Au fil des années, Maxime Bernier a maintes fois servi de fertilisant pour m’inspirer à pondre chroniques et billets de blogues. Jos Louis en Afghanistan, bêtises politico-conjugales avec Julie Couillard, ésotérisme quant au formulaire long du recensement : je l’ai maintes fois écorché. Le fait qu’il soit d’une école de droite totalement déconnectée du consensus social québécois m’a aussi incité à appuyer un peu fort sur le crayon. Mais aujourd’hui, le député conservateur de Beauce m’impressionne. Vraiment.
Il a clarifié ses positions sur le financement public du futur Colisée. Il s’y oppose. En termes on ne peut plus clairs, dans un climat de pensée unique qui frôle le comique, dans la région de Québec.
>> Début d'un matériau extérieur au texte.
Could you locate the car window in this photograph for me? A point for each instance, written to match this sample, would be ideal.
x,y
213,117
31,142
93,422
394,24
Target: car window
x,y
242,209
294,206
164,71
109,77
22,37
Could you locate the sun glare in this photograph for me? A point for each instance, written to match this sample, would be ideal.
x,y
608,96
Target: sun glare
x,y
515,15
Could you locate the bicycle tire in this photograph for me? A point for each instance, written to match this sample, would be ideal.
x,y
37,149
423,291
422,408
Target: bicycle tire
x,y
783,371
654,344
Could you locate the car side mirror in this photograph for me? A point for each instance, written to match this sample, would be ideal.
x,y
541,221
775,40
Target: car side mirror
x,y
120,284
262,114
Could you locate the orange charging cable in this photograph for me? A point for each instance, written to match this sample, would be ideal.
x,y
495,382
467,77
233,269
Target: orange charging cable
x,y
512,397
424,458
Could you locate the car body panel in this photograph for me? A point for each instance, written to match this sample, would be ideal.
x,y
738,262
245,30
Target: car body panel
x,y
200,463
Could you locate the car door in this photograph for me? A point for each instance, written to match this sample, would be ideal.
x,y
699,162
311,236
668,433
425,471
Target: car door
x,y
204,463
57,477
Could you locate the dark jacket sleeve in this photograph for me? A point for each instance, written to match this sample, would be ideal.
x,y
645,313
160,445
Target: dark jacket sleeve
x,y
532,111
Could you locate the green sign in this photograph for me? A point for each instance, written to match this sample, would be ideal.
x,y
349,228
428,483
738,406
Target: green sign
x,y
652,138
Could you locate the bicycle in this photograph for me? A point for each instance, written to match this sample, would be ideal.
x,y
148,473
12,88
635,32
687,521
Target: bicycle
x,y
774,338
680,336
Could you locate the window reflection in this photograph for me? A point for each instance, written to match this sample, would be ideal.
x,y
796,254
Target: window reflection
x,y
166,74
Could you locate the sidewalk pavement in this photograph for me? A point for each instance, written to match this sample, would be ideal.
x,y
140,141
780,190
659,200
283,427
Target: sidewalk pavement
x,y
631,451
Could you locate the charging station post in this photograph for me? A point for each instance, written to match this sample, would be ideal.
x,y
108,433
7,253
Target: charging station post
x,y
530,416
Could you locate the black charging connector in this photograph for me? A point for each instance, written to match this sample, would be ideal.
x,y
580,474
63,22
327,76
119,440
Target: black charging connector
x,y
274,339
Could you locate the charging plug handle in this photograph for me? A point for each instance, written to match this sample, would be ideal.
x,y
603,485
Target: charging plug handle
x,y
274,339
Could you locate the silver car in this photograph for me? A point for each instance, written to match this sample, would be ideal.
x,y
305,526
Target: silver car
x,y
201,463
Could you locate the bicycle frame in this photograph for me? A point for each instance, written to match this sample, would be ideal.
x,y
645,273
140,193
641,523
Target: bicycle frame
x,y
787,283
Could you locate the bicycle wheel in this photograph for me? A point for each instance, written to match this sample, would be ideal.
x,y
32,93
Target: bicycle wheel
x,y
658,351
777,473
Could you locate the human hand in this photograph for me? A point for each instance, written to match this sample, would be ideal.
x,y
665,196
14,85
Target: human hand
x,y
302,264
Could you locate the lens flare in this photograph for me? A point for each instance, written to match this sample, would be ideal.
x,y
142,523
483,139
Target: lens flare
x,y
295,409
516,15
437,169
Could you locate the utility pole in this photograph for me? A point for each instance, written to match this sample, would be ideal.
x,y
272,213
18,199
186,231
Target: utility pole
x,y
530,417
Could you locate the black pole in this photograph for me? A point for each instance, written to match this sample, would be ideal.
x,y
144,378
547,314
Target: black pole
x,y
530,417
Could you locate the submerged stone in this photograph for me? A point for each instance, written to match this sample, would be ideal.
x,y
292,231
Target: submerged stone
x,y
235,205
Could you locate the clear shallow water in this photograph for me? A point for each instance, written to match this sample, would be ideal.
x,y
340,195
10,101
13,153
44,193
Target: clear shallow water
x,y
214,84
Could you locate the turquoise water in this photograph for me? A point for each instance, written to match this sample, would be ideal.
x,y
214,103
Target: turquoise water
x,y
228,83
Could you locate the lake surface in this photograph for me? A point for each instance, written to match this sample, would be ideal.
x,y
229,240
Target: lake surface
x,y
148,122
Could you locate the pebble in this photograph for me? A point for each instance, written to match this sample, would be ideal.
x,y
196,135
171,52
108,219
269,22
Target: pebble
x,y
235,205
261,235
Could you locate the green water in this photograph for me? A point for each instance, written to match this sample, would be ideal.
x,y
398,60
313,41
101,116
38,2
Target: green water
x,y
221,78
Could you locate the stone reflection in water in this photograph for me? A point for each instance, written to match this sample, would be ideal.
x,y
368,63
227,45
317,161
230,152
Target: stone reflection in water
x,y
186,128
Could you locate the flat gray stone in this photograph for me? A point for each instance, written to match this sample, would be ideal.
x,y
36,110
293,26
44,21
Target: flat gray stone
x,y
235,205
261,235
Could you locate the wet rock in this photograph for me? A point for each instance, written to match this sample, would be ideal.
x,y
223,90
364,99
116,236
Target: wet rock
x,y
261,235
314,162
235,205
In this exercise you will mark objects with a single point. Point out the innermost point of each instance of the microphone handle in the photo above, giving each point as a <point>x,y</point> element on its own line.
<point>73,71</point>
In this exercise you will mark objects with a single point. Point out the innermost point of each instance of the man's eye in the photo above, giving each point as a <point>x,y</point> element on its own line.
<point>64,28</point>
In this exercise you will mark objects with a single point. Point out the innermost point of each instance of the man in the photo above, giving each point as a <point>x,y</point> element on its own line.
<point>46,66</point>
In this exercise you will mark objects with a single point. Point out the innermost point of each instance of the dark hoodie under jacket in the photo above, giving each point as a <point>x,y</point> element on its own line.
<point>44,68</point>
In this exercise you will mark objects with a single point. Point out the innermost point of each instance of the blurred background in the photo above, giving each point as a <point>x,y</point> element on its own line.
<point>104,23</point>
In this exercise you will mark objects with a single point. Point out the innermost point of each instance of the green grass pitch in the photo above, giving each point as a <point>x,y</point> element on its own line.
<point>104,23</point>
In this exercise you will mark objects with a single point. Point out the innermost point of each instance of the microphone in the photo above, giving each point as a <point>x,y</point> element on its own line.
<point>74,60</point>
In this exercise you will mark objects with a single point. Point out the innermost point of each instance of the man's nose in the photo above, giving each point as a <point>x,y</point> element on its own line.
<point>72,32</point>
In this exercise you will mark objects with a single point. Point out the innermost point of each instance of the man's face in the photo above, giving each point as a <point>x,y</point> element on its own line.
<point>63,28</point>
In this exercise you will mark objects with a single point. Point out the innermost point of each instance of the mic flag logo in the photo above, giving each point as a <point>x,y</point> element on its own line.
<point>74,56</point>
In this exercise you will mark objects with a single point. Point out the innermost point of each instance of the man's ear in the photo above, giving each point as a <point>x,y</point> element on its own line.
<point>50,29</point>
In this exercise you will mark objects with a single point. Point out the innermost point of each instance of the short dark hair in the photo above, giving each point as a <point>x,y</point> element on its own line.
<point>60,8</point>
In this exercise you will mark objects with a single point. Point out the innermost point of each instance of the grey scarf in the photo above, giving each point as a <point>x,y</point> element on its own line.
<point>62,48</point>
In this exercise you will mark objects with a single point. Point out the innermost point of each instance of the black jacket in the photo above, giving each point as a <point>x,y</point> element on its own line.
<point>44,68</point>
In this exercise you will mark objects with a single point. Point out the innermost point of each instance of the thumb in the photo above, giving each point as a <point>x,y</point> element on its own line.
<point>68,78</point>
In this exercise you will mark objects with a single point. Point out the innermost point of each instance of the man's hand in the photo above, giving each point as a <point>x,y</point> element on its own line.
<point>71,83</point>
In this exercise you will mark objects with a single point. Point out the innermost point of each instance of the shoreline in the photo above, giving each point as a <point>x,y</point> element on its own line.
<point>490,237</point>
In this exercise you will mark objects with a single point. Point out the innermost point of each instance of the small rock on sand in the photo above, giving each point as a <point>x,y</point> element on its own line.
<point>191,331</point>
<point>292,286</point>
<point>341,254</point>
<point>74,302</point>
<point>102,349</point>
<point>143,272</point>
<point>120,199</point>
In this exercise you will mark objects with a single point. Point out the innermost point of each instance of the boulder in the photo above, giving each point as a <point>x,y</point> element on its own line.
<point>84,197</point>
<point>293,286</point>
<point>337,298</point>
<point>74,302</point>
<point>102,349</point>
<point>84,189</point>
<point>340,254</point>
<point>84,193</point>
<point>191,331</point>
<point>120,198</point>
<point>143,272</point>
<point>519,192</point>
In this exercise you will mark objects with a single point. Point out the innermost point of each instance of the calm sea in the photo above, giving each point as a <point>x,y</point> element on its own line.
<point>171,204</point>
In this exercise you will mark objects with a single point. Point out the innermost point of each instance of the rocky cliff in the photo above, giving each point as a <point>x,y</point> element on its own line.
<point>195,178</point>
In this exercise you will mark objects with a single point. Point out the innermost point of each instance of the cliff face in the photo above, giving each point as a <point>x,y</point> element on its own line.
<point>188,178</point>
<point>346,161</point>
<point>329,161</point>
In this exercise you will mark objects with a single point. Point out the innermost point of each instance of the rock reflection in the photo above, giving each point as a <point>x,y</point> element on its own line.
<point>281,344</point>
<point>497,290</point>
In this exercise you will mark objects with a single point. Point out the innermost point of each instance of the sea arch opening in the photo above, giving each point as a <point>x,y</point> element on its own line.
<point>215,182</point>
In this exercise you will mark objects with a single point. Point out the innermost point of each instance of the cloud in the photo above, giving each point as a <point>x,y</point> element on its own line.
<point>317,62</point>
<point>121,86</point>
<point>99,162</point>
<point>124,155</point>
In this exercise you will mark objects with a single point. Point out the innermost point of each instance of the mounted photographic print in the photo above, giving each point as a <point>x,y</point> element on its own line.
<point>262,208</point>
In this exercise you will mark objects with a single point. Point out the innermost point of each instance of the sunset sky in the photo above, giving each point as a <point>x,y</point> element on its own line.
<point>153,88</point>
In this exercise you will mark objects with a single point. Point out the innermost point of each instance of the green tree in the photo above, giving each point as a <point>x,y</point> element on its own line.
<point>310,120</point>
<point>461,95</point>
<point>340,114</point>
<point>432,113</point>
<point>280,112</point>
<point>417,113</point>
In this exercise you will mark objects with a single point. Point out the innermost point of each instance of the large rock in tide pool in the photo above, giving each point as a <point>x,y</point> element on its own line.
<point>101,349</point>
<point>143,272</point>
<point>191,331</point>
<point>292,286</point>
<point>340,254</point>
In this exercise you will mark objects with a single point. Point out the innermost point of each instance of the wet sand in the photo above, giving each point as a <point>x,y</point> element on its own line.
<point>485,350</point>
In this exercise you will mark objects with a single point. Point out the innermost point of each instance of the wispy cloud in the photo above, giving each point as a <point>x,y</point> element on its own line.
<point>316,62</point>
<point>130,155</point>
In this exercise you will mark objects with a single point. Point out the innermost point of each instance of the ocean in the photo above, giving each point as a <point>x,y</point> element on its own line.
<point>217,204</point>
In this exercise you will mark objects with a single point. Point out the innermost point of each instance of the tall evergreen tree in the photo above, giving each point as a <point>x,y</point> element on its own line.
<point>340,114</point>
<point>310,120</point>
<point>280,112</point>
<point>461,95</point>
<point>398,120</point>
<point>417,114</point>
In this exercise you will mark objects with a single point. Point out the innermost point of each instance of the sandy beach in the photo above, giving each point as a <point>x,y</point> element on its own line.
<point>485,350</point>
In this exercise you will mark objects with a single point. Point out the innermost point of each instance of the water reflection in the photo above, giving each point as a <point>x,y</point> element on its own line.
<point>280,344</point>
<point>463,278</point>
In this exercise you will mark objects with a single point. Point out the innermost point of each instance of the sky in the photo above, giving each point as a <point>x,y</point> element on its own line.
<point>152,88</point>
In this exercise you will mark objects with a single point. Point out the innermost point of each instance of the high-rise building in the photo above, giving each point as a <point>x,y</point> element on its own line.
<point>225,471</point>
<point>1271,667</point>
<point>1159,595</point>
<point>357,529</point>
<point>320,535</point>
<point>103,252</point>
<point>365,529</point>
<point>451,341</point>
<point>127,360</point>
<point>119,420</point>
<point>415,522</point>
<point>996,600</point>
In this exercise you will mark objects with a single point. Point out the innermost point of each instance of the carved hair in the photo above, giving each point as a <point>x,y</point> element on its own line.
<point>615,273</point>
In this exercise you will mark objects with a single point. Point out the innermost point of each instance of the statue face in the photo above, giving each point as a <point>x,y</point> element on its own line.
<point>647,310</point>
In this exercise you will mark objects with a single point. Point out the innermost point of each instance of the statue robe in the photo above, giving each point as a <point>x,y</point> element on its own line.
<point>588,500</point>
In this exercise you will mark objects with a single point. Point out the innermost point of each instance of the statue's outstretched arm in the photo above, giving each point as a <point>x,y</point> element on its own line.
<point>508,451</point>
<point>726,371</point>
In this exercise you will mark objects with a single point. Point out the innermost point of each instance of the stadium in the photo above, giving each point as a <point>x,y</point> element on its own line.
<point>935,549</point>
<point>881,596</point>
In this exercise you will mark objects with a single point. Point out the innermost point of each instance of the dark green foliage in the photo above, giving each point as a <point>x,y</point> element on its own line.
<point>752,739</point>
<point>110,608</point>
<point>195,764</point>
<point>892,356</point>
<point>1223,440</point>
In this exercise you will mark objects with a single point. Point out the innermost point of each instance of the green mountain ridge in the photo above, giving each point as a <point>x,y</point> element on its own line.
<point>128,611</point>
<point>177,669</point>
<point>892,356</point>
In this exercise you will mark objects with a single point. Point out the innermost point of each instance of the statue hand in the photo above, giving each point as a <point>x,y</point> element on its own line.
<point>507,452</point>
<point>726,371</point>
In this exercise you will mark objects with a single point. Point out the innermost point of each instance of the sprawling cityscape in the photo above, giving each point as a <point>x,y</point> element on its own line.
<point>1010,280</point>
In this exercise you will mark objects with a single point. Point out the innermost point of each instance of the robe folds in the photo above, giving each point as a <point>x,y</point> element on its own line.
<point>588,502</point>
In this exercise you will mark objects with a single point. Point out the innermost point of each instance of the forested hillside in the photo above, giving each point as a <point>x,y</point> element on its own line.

En cela, il est totalement et admirablement cohérent avec sa pensée politique et économique. Je ne la partage pas, pas du tout, mais Maxime Bernier a le mérite, ici, de ne pas chercher de faux-fuyants, d’oser déplaire à un tas de gens qui sont sympathiques à ses positions et de ne pas hésiter à irriter à ses camarades députés conservateurs du Québec. Extrait des propos de son blogue, rapportés par Malorie Beauchemin, de La Presse :
«Je n’ai aucunement été impressionné par les conclusions de l’étude d’Ernst & Young, qui qualifient de rentable le projet d’amphithéâtre – mais uniquement dans l’hypothèse où ce sont les gouvernements qui financent entièrement sa construction et les réparations et rénovations pour les 40 prochaines années, écrit M. Bernier. On joue avec les mots. Ce qu’il faut conclure, c’est plutôt que le projet n’est tout simplement pas rentable et qu’il constituera un fardeau financier pour les contribuables pour des décennies à venir.»